Ok, first of all, I'm not smoking anything... I am seriously wondering, as I know very little about biology.
I was talking to my wife earlier about eyeballs, and she said that the black circle that is - as I understand it - called the "pupil", is actually a hole. I always thought it was a muscle of some kind, or a gland or whathaveyou, and that it expanded and stuff when reacting to light. Now I learn that the black circle is in fact a hole, through which the light - what we see - gets inside the eyeball, and the receptors at the other end of the eyeball "interpret" the light into an image...of sorts. Mind you, these technical terms are my words, not hers. Anyway, there's supposed to be just "eye goo" between the receptors and the pupil.
Now, here's my question. I assume that the reason the "hole", or pupil, is black, is because there is no light reflecting from inside the eyeball, so we cannot see in. Hence, my question: if it were possible to insert a needle into the eyeball and lead light into the inside of the eyeball through the needle, would a person looking at the eyeball, or specifically the pupil, see the light coming from inside the eyeball through the pupil, or would the pupil remain black?

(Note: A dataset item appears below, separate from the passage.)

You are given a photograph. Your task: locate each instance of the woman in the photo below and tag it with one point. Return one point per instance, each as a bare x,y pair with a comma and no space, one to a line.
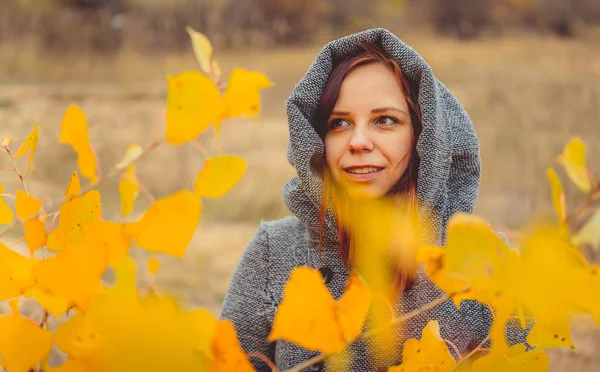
368,115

I've included this nifty picture to demonstrate my question. See the eyeball, and then the ejection needle injecting light into the eyeball, the inside of it. Would the light then reflect outside of the pupil, making the pupil something other than just a black well of nothingness?
I ask such delightful questions. I've also wondered what the "eye goo" tastes like. But I don't expect you to know that. I always thought that they eyeball was thick white matter, such as a sliced egg without the yolk. I was told that there's just goo inside the eyeball. Fancy that.